Join us for Catalyst Series, a dynamic seminar series showcasing groundbreaking research funded by the Institute of Health Emergencies & Pandemics Catalyst and Research Development Grants. Since 2023, IfP has provided over $1 million to research teams at the University of Toronto, to support collaborative, interdisciplinary research projects. These presentations spotlight the innovative work of interdisciplinary teams tackling urgent challenges in pandemic preparedness, response, and recovery.

Projects Highlighted:

Transforming Patient and Provider Experiences into Actionable Insights for Pandemic Readiness, Resilience, and Recovery with an AI-Enabled Hospital System

  • Presenter: Zahra Shakeri (Dalla Lana School of Public Health)
  • Hospitals are essential in supporting communities during public health crises, and patients’ experiences provide important insight into the broader challenges shaped by social determinants of health (SDoH). This research applies AI-supported analysis to more than 111,000 open-text comments collected from Ontario hospitals between 2017 and 2021. By comparing feedback before and during the COVID-19 pandemic, we identified how barriers related to access, equity, and communication affected patient care and intensified under pandemic pressures. The findings point to opportunities for hospitals to strengthen continuity of care, improve responsiveness to diverse populations, and build public trust. In future phases, this work will contribute to the development of an intelligent, patient-centered system that incorporates SDoH into hospital preparedness and recovery planning. Such a system can advance health education, counter misinformation, and guide preventive actions, supporting a more resilient and equitable healthcare system for Canadians.

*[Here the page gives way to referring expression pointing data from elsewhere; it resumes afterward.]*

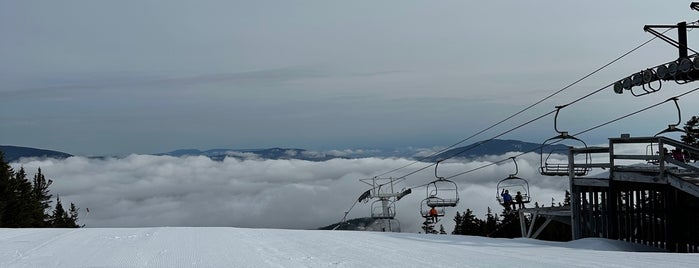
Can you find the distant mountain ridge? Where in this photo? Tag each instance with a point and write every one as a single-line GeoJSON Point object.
{"type": "Point", "coordinates": [478, 149]}
{"type": "Point", "coordinates": [270, 153]}
{"type": "Point", "coordinates": [495, 147]}
{"type": "Point", "coordinates": [14, 153]}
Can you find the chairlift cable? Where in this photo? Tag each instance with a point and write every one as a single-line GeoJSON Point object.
{"type": "Point", "coordinates": [581, 132]}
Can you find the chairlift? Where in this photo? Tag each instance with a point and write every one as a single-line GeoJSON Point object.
{"type": "Point", "coordinates": [427, 204]}
{"type": "Point", "coordinates": [383, 209]}
{"type": "Point", "coordinates": [442, 192]}
{"type": "Point", "coordinates": [513, 185]}
{"type": "Point", "coordinates": [552, 167]}
{"type": "Point", "coordinates": [673, 127]}
{"type": "Point", "coordinates": [652, 150]}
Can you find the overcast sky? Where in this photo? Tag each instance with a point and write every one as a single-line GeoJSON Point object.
{"type": "Point", "coordinates": [120, 77]}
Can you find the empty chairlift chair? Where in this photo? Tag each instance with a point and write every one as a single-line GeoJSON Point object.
{"type": "Point", "coordinates": [554, 161]}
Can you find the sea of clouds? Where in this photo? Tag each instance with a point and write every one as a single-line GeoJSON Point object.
{"type": "Point", "coordinates": [148, 190]}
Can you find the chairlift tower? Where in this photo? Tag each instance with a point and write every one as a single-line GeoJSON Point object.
{"type": "Point", "coordinates": [383, 208]}
{"type": "Point", "coordinates": [683, 70]}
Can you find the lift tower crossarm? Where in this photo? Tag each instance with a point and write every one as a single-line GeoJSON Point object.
{"type": "Point", "coordinates": [681, 42]}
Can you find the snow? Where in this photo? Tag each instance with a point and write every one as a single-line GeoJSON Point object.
{"type": "Point", "coordinates": [239, 247]}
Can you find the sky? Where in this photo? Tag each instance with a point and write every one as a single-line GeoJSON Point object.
{"type": "Point", "coordinates": [235, 247]}
{"type": "Point", "coordinates": [115, 78]}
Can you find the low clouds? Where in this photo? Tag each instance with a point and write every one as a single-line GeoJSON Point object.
{"type": "Point", "coordinates": [147, 190]}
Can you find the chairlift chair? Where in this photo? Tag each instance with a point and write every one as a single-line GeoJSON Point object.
{"type": "Point", "coordinates": [383, 209]}
{"type": "Point", "coordinates": [427, 204]}
{"type": "Point", "coordinates": [550, 166]}
{"type": "Point", "coordinates": [673, 127]}
{"type": "Point", "coordinates": [513, 184]}
{"type": "Point", "coordinates": [442, 192]}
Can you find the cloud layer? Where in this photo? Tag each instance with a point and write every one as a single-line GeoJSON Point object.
{"type": "Point", "coordinates": [146, 190]}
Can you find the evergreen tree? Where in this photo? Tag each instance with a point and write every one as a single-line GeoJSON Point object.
{"type": "Point", "coordinates": [691, 136]}
{"type": "Point", "coordinates": [458, 226]}
{"type": "Point", "coordinates": [5, 193]}
{"type": "Point", "coordinates": [491, 222]}
{"type": "Point", "coordinates": [73, 213]}
{"type": "Point", "coordinates": [19, 211]}
{"type": "Point", "coordinates": [41, 193]}
{"type": "Point", "coordinates": [58, 219]}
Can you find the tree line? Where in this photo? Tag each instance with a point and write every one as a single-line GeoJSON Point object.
{"type": "Point", "coordinates": [507, 224]}
{"type": "Point", "coordinates": [26, 203]}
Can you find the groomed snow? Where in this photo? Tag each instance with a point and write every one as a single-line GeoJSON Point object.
{"type": "Point", "coordinates": [237, 247]}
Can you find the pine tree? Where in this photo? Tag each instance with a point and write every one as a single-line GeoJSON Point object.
{"type": "Point", "coordinates": [19, 211]}
{"type": "Point", "coordinates": [458, 226]}
{"type": "Point", "coordinates": [441, 229]}
{"type": "Point", "coordinates": [5, 175]}
{"type": "Point", "coordinates": [691, 137]}
{"type": "Point", "coordinates": [491, 222]}
{"type": "Point", "coordinates": [41, 193]}
{"type": "Point", "coordinates": [58, 219]}
{"type": "Point", "coordinates": [73, 213]}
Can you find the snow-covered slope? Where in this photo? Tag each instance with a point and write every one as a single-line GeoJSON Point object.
{"type": "Point", "coordinates": [236, 247]}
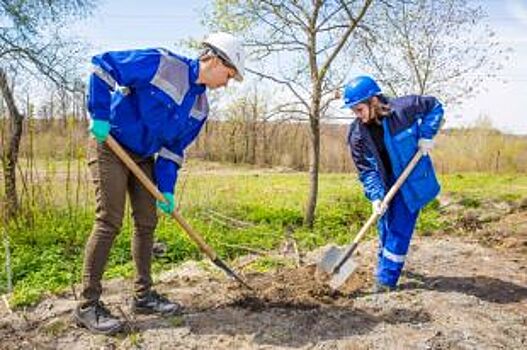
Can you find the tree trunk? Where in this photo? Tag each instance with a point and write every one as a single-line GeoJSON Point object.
{"type": "Point", "coordinates": [10, 157]}
{"type": "Point", "coordinates": [314, 166]}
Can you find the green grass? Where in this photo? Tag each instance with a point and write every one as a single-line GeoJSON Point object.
{"type": "Point", "coordinates": [47, 245]}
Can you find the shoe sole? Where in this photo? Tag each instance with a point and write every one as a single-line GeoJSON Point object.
{"type": "Point", "coordinates": [79, 323]}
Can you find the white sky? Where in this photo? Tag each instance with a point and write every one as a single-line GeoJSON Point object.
{"type": "Point", "coordinates": [120, 24]}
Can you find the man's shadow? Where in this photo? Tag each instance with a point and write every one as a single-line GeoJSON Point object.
{"type": "Point", "coordinates": [485, 288]}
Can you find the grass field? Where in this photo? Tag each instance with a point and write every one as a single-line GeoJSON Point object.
{"type": "Point", "coordinates": [236, 210]}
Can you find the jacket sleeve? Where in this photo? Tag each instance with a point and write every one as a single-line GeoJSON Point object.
{"type": "Point", "coordinates": [430, 112]}
{"type": "Point", "coordinates": [114, 70]}
{"type": "Point", "coordinates": [170, 158]}
{"type": "Point", "coordinates": [366, 165]}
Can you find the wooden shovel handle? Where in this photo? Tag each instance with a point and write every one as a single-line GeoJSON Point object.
{"type": "Point", "coordinates": [149, 185]}
{"type": "Point", "coordinates": [391, 193]}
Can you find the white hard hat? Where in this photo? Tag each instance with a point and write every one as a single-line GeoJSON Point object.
{"type": "Point", "coordinates": [228, 48]}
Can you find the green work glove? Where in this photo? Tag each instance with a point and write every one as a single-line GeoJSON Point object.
{"type": "Point", "coordinates": [168, 208]}
{"type": "Point", "coordinates": [100, 129]}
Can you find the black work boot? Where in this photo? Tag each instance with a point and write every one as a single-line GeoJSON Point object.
{"type": "Point", "coordinates": [97, 318]}
{"type": "Point", "coordinates": [152, 302]}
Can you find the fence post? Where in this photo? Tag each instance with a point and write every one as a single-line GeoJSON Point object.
{"type": "Point", "coordinates": [9, 272]}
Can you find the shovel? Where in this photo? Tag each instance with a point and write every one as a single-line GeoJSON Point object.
{"type": "Point", "coordinates": [338, 262]}
{"type": "Point", "coordinates": [196, 237]}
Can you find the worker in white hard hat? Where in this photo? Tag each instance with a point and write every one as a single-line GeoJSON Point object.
{"type": "Point", "coordinates": [154, 103]}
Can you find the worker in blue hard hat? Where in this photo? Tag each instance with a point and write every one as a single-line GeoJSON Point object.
{"type": "Point", "coordinates": [383, 138]}
{"type": "Point", "coordinates": [154, 103]}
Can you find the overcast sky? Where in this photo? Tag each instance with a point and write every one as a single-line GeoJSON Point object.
{"type": "Point", "coordinates": [120, 24]}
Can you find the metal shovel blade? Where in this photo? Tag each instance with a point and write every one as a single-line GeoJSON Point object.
{"type": "Point", "coordinates": [343, 273]}
{"type": "Point", "coordinates": [330, 259]}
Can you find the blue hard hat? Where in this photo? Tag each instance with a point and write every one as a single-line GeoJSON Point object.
{"type": "Point", "coordinates": [359, 89]}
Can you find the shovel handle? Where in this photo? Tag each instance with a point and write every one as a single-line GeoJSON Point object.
{"type": "Point", "coordinates": [391, 193]}
{"type": "Point", "coordinates": [374, 216]}
{"type": "Point", "coordinates": [134, 168]}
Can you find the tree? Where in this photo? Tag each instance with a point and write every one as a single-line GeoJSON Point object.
{"type": "Point", "coordinates": [31, 43]}
{"type": "Point", "coordinates": [297, 44]}
{"type": "Point", "coordinates": [437, 47]}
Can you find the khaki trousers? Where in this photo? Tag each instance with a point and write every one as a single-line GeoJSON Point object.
{"type": "Point", "coordinates": [112, 181]}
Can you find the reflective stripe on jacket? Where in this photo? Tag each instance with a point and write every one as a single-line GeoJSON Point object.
{"type": "Point", "coordinates": [411, 118]}
{"type": "Point", "coordinates": [152, 101]}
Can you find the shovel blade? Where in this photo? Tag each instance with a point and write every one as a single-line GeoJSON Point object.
{"type": "Point", "coordinates": [330, 259]}
{"type": "Point", "coordinates": [341, 276]}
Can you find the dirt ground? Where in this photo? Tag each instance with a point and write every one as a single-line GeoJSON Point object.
{"type": "Point", "coordinates": [458, 292]}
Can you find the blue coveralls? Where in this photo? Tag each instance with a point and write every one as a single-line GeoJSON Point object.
{"type": "Point", "coordinates": [153, 103]}
{"type": "Point", "coordinates": [411, 118]}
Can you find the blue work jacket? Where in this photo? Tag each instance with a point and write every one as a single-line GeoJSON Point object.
{"type": "Point", "coordinates": [411, 118]}
{"type": "Point", "coordinates": [153, 104]}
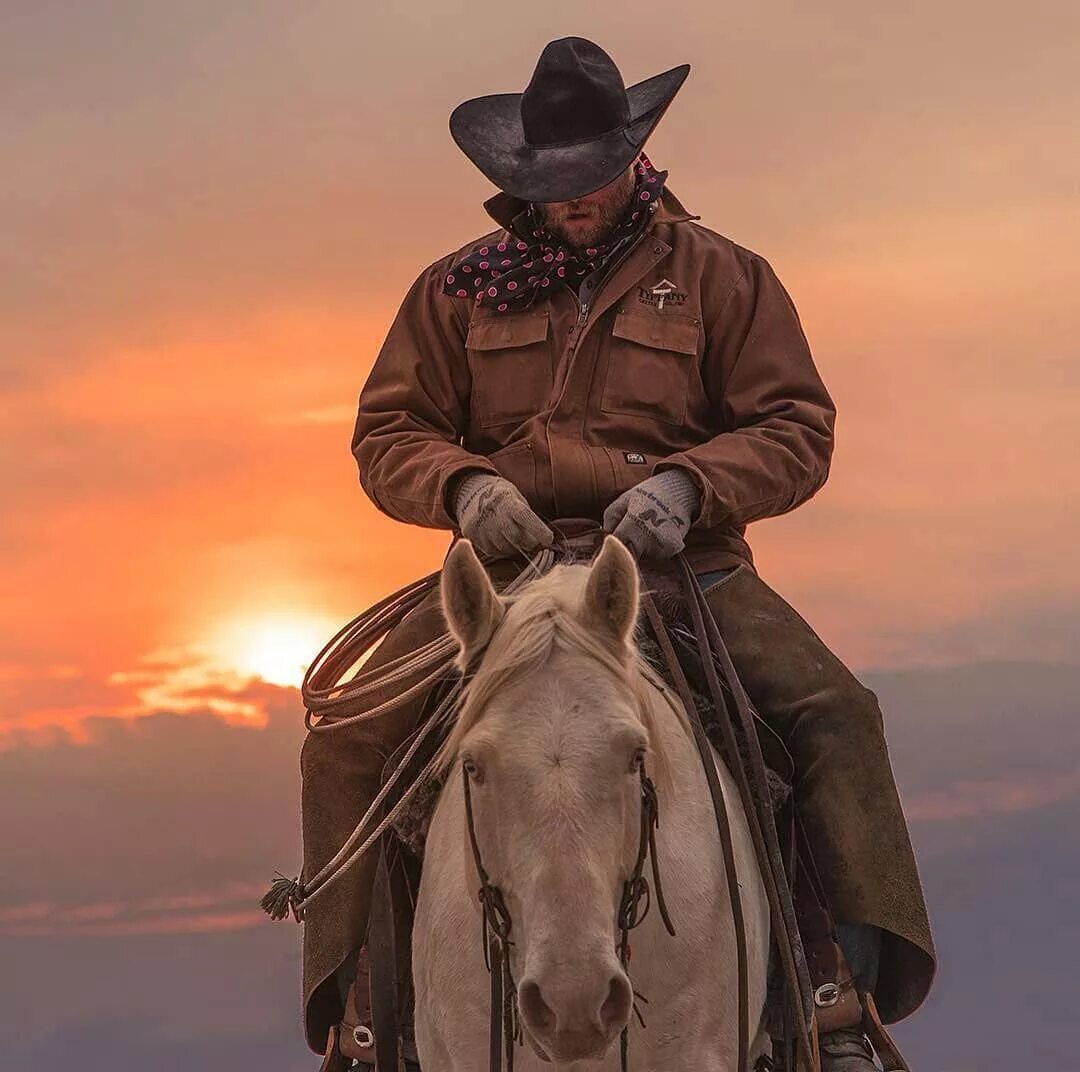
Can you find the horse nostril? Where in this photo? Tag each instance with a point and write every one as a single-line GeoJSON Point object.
{"type": "Point", "coordinates": [615, 1012]}
{"type": "Point", "coordinates": [537, 1012]}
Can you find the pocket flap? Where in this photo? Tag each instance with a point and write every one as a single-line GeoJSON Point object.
{"type": "Point", "coordinates": [502, 333]}
{"type": "Point", "coordinates": [659, 330]}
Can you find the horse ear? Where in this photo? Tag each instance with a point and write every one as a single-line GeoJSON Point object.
{"type": "Point", "coordinates": [610, 602]}
{"type": "Point", "coordinates": [471, 606]}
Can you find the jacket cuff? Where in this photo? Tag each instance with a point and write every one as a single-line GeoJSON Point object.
{"type": "Point", "coordinates": [710, 504]}
{"type": "Point", "coordinates": [449, 483]}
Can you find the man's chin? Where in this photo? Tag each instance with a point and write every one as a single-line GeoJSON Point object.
{"type": "Point", "coordinates": [580, 238]}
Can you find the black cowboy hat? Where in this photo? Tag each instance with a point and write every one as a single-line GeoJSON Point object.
{"type": "Point", "coordinates": [574, 130]}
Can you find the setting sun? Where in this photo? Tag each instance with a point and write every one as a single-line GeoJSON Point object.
{"type": "Point", "coordinates": [277, 647]}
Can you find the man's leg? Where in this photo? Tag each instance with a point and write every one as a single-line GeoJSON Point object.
{"type": "Point", "coordinates": [845, 790]}
{"type": "Point", "coordinates": [340, 773]}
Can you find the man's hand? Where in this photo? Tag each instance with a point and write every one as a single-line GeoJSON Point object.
{"type": "Point", "coordinates": [653, 517]}
{"type": "Point", "coordinates": [495, 516]}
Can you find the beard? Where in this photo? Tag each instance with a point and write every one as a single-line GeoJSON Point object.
{"type": "Point", "coordinates": [596, 219]}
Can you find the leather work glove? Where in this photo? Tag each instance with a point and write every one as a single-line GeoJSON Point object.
{"type": "Point", "coordinates": [653, 517]}
{"type": "Point", "coordinates": [495, 516]}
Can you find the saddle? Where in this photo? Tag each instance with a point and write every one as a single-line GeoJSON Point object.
{"type": "Point", "coordinates": [811, 989]}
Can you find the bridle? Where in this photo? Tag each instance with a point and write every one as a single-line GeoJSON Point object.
{"type": "Point", "coordinates": [505, 1025]}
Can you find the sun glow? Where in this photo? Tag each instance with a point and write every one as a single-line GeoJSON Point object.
{"type": "Point", "coordinates": [275, 647]}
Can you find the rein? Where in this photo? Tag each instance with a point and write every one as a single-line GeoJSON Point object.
{"type": "Point", "coordinates": [505, 1026]}
{"type": "Point", "coordinates": [331, 690]}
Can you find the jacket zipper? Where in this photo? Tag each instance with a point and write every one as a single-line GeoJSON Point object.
{"type": "Point", "coordinates": [611, 269]}
{"type": "Point", "coordinates": [582, 316]}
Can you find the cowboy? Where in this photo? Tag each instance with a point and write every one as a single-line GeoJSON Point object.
{"type": "Point", "coordinates": [603, 355]}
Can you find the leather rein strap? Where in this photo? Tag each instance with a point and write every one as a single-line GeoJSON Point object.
{"type": "Point", "coordinates": [747, 767]}
{"type": "Point", "coordinates": [504, 1028]}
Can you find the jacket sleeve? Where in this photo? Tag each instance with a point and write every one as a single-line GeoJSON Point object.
{"type": "Point", "coordinates": [414, 407]}
{"type": "Point", "coordinates": [778, 417]}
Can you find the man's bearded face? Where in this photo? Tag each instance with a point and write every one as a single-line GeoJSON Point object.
{"type": "Point", "coordinates": [586, 221]}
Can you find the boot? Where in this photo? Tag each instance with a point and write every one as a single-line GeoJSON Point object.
{"type": "Point", "coordinates": [352, 1042]}
{"type": "Point", "coordinates": [847, 1049]}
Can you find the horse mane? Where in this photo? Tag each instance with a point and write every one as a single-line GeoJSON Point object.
{"type": "Point", "coordinates": [543, 618]}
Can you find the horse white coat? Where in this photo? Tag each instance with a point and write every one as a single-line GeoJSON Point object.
{"type": "Point", "coordinates": [558, 715]}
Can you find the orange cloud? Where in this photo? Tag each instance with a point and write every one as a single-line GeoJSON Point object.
{"type": "Point", "coordinates": [231, 908]}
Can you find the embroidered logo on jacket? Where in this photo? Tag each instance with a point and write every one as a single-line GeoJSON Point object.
{"type": "Point", "coordinates": [662, 292]}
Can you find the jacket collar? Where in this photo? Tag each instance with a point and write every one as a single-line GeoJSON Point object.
{"type": "Point", "coordinates": [511, 213]}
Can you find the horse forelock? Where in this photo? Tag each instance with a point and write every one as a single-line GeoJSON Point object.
{"type": "Point", "coordinates": [544, 619]}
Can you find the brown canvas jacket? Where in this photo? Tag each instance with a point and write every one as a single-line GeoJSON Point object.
{"type": "Point", "coordinates": [576, 405]}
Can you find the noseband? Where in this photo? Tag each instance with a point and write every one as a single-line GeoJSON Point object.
{"type": "Point", "coordinates": [505, 1025]}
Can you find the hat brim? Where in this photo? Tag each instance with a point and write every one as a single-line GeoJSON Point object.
{"type": "Point", "coordinates": [488, 131]}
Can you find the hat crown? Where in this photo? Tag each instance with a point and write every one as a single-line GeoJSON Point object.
{"type": "Point", "coordinates": [576, 93]}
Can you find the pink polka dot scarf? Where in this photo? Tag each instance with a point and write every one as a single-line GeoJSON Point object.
{"type": "Point", "coordinates": [509, 275]}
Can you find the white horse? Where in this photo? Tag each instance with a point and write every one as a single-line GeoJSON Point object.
{"type": "Point", "coordinates": [552, 731]}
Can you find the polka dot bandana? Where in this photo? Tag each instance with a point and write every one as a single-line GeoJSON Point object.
{"type": "Point", "coordinates": [511, 274]}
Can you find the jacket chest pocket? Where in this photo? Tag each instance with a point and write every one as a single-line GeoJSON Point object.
{"type": "Point", "coordinates": [510, 362]}
{"type": "Point", "coordinates": [650, 362]}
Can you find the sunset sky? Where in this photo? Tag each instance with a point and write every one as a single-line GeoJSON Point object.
{"type": "Point", "coordinates": [212, 211]}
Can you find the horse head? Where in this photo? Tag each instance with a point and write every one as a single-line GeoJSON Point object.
{"type": "Point", "coordinates": [551, 736]}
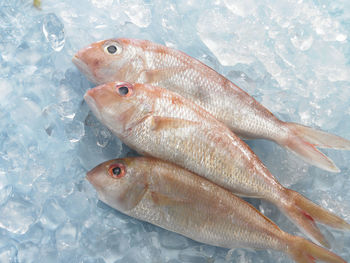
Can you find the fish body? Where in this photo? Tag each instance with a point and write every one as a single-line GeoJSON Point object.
{"type": "Point", "coordinates": [142, 61]}
{"type": "Point", "coordinates": [160, 123]}
{"type": "Point", "coordinates": [175, 199]}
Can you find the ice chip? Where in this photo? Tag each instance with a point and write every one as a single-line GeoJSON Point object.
{"type": "Point", "coordinates": [8, 254]}
{"type": "Point", "coordinates": [138, 12]}
{"type": "Point", "coordinates": [75, 131]}
{"type": "Point", "coordinates": [53, 215]}
{"type": "Point", "coordinates": [15, 209]}
{"type": "Point", "coordinates": [53, 30]}
{"type": "Point", "coordinates": [28, 252]}
{"type": "Point", "coordinates": [102, 3]}
{"type": "Point", "coordinates": [66, 236]}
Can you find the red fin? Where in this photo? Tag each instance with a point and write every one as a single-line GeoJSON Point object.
{"type": "Point", "coordinates": [162, 123]}
{"type": "Point", "coordinates": [304, 213]}
{"type": "Point", "coordinates": [303, 251]}
{"type": "Point", "coordinates": [302, 140]}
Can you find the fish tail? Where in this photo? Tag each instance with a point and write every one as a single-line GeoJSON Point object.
{"type": "Point", "coordinates": [303, 141]}
{"type": "Point", "coordinates": [305, 214]}
{"type": "Point", "coordinates": [304, 251]}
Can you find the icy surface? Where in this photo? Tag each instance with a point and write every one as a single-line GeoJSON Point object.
{"type": "Point", "coordinates": [292, 56]}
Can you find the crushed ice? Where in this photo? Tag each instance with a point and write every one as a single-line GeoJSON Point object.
{"type": "Point", "coordinates": [292, 56]}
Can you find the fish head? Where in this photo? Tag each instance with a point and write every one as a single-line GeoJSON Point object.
{"type": "Point", "coordinates": [120, 183]}
{"type": "Point", "coordinates": [120, 105]}
{"type": "Point", "coordinates": [109, 60]}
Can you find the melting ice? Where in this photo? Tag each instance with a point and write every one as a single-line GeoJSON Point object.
{"type": "Point", "coordinates": [291, 56]}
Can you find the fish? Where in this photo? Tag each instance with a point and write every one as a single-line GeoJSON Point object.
{"type": "Point", "coordinates": [173, 198]}
{"type": "Point", "coordinates": [159, 123]}
{"type": "Point", "coordinates": [142, 61]}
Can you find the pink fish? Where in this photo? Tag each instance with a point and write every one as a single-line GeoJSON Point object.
{"type": "Point", "coordinates": [142, 61]}
{"type": "Point", "coordinates": [160, 123]}
{"type": "Point", "coordinates": [173, 198]}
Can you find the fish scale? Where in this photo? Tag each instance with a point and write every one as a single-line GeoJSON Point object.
{"type": "Point", "coordinates": [180, 201]}
{"type": "Point", "coordinates": [146, 62]}
{"type": "Point", "coordinates": [165, 125]}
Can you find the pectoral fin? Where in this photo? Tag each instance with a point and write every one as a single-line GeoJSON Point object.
{"type": "Point", "coordinates": [165, 200]}
{"type": "Point", "coordinates": [133, 196]}
{"type": "Point", "coordinates": [158, 75]}
{"type": "Point", "coordinates": [164, 123]}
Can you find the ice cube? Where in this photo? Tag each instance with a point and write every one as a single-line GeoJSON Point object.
{"type": "Point", "coordinates": [53, 30]}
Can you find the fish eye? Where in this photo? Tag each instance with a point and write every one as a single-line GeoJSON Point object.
{"type": "Point", "coordinates": [124, 89]}
{"type": "Point", "coordinates": [116, 171]}
{"type": "Point", "coordinates": [113, 48]}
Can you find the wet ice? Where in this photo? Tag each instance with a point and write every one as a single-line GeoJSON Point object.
{"type": "Point", "coordinates": [292, 57]}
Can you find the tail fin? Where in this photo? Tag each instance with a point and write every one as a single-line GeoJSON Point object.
{"type": "Point", "coordinates": [305, 214]}
{"type": "Point", "coordinates": [319, 138]}
{"type": "Point", "coordinates": [303, 140]}
{"type": "Point", "coordinates": [303, 251]}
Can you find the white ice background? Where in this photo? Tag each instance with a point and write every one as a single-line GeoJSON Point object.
{"type": "Point", "coordinates": [292, 56]}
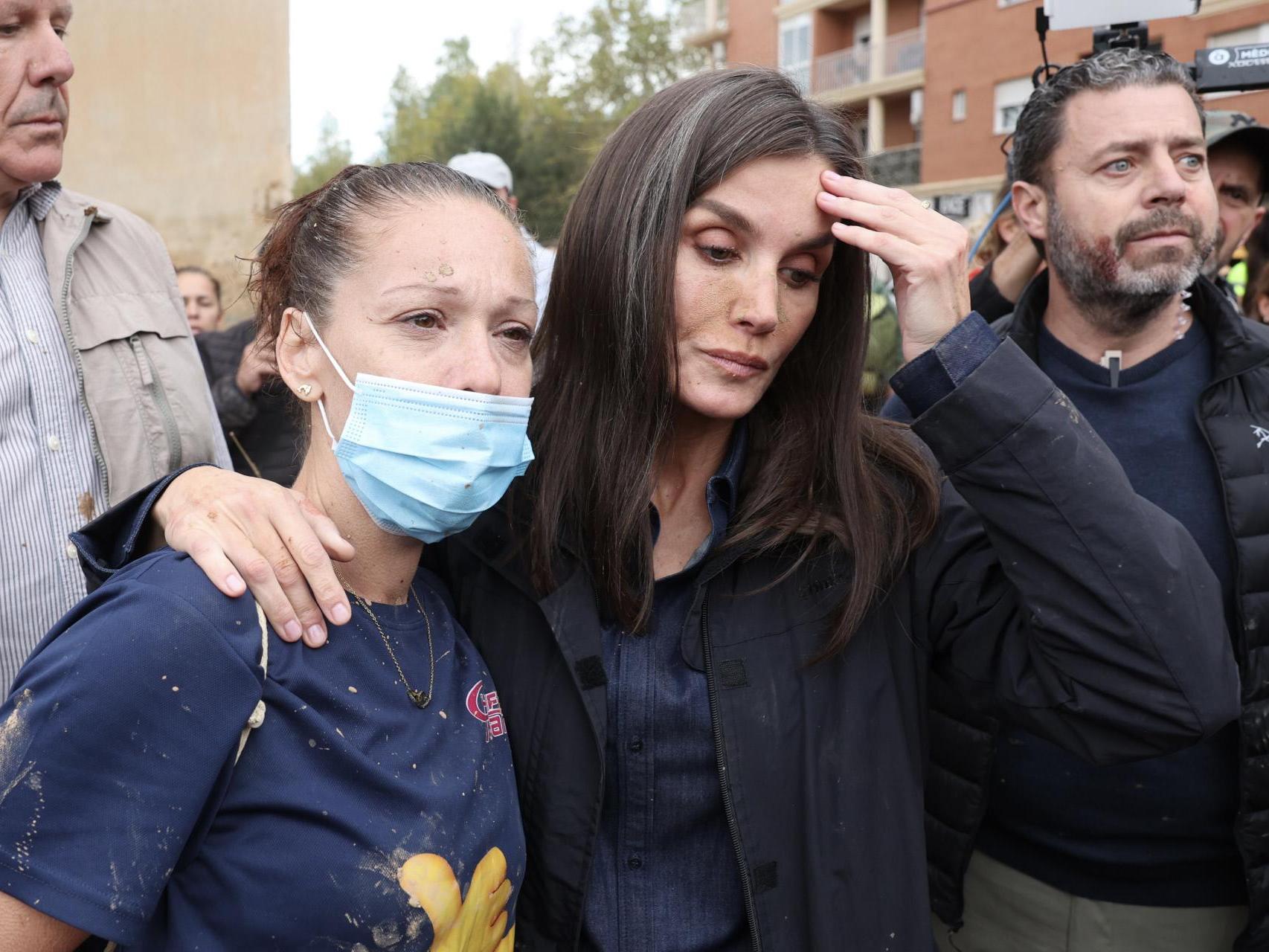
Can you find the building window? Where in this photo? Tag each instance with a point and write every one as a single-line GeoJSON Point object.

Predicting Outbreaks in Shelters: Development and data-driven testing of a computational model of airborne SARS-CoV-2 spread

  • Presenter: Swetaprovo Chaudhuri (Faculty of Applied Science & Engineering)
  • Shelters face the perfect storm during epidemics like COVID. This is in part due to the density of shared living quarters in shelters and high turnover within shelters. One barrier to rapidly mobilizing and activating a response in shelters was that front-line teams were not sure how big a shelter-outbreak could get. We developed an analytic and computer model that shelter and public health teams could use to predict (1) the chance of an outbreak occurring; (2) how many people may get infected in the shelter after one case is found; and (3) what it would take to shrink the size of an outbreak once started or prevent an outbreak from ever starting. Our model uses dynamics of airflow to capture key factors that shape airborne virus transmission related to physical space, crowding, ventilation – alongside the biological properties of the virus itself. We built and tested the model with real-world SARS-CoV-2 data in Toronto from surveillance, shelters, and persons experiencing homelessness as part of a cohort study. The model can be used to test the impact of intervention measures that could be activated after the detection of the first case in a shelter, or what structural measures need to be put into place to prevent outbreaks before they occur. The model supports public health and front-line teams at shelters in their readiness during the current and evolving SARS-CoV-2 pandemic – to predict, react, but also to prepare.